Nibbles: Plant data, Wild relatives, Citizen science, Danish pig breed, Fruit names, Genebanks big and small, Taxonomy, Seaweed, Weather data, IPR training, Caribbean & Pacific, Potato research at Birmingham, Taro training in PNG, BioAreas
- Latest Plant Press has interesting stuff on botanical data of various forms. Always worth a skim.
- CSA pamphlet on the importance of crop wild relatives. Why does this feel like a bandwagon? And how long to the backlash?
- And talking of bandwagons, here’s the latest from the one on citizen botany. Does indigenous tree knowledge count as citizen science? How about indigenous weed knowledge?
- And how about using your pet pig to reinvigorate a breed?
- Interesting take on fruit variety names. Can we crowdsource an answer?
- Everything about the opening of that new Mexican mega-genebank. Including the speeches. Nice-looking building, I must say. And from IRRI an example of a genebank from the other end of the scale in the Philippines. And similar, but different, from
CanadaColorado. - Biodiversity bigshots beg for naming blitz. Better hurry. And don’t forget the soil.
- Sargasso Sea coming ashore in Ghana is bad news for fisherfolk. Can they not eat it? Is it bad to ask that?
- How to find your way around weather data.
- Swedes to provide IPR training for PGR types.
- Island nations from opposite sides of the world brought together by agrobiodiversity. Full disclosure: I’ve worked with both regional PGR networks and want to again.
- Brits who worked on spuds.
- And Wontoks who worked on taro.
- Privatizing conservation.
Nibbles: Book, Watermelon, Pests & Diseases, Lime juice disinfectant, Seed laws, Bibliography
- I’ve already pre-ordered Darwinian Agriculture, and now I can get a head start by downloading Chapter 1 for free.
- Oxfam gives Vietnamese new watermelon seeds to combat climate change. But what kind of seeds?
- Relive yesterday’s webinar on Managing pests and disease under climate change: What do we need to learn?
- Speaking of which, a reminder of CABI’s New Pest & Disease Records.
- New use for lime juice: disinfecting drinking water.
- Fermentation Nation feat. my favorite microorganisms.
- Mexico toys with new plant variety protection law, NGOs worried.
- Finally, overworked person updates agrobiodiversity group on Mendeley.
Nibbles: Encomium to Bioversity, PGR economics, Europe newsletter, Mapping urban veggies, Piper, Fruit breeding
- On farm conservation; Bioversity is really good at it. (And I sometimes make a linking mistake; mea maxima culpa.)
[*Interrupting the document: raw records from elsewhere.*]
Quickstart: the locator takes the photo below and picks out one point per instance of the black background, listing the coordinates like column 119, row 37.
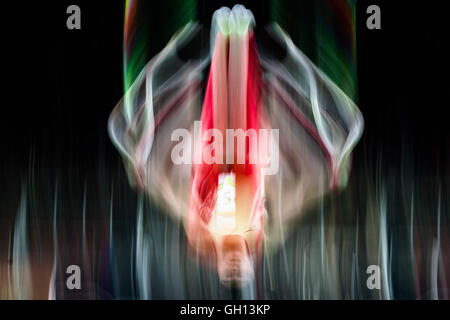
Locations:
column 61, row 84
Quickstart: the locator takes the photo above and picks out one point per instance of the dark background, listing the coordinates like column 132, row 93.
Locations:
column 62, row 84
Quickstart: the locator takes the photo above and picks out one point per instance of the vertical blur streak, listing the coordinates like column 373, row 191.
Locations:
column 52, row 285
column 21, row 282
column 383, row 247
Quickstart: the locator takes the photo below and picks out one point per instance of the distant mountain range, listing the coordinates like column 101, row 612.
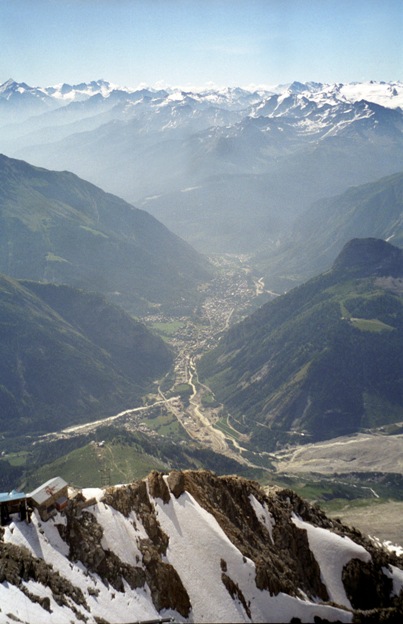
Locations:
column 229, row 169
column 190, row 546
column 58, row 228
column 326, row 359
column 67, row 356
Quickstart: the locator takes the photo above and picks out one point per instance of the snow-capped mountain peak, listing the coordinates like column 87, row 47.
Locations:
column 195, row 548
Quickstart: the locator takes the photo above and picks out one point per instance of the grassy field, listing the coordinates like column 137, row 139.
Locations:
column 91, row 466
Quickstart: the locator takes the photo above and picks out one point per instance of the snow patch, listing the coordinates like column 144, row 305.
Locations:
column 332, row 553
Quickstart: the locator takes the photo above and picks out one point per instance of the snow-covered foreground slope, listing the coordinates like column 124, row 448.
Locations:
column 195, row 548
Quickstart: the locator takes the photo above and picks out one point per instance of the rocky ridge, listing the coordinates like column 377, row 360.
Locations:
column 134, row 552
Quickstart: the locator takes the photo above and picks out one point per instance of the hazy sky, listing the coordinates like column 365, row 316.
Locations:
column 196, row 42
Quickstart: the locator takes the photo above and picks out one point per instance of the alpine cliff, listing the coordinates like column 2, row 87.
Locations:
column 68, row 356
column 195, row 548
column 58, row 228
column 326, row 359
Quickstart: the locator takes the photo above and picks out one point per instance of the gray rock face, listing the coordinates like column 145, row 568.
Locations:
column 264, row 527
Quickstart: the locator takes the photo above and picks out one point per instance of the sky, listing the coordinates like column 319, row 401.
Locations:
column 197, row 43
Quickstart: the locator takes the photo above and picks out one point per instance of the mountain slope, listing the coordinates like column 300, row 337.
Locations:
column 325, row 359
column 138, row 552
column 56, row 227
column 263, row 157
column 69, row 356
column 318, row 235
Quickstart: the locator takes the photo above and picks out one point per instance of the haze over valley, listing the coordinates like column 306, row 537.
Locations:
column 201, row 312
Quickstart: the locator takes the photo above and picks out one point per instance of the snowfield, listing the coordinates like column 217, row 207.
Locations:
column 202, row 555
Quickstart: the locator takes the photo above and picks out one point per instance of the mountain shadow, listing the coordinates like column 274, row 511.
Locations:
column 324, row 360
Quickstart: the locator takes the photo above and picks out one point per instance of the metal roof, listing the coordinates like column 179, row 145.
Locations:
column 6, row 497
column 48, row 489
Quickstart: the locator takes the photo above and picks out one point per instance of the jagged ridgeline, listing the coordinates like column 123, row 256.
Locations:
column 56, row 227
column 67, row 355
column 325, row 359
column 194, row 547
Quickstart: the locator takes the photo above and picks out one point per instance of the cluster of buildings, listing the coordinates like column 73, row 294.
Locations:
column 48, row 499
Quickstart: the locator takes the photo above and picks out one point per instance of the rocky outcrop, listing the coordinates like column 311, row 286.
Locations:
column 166, row 587
column 17, row 565
column 267, row 527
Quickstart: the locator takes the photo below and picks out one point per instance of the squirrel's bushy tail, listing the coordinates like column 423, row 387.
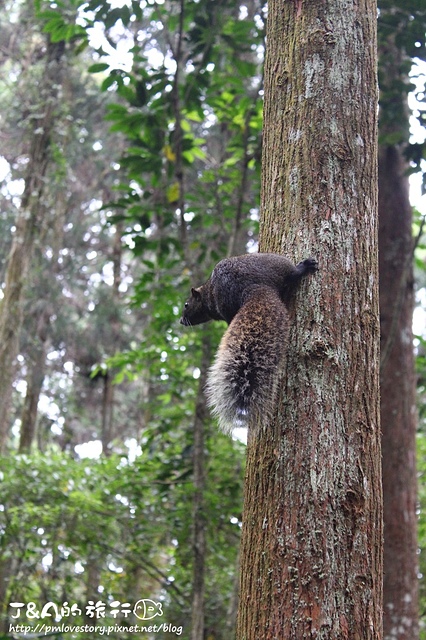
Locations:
column 243, row 380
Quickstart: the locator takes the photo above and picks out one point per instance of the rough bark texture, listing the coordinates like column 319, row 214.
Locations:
column 311, row 554
column 398, row 409
column 397, row 377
- Economics of plant genetic resource management for adaptation to climate change. What’s the bottom line? No idea.
- Something else Bioversity is really good at: newsletters.
- Using GIS to help communities map vegetable production and marketing in Bangkok. I like the acronym: V-GIS.
- The variety of non-chile peppers.
- Older fruits better. Quentin Crisp unavailable for comment.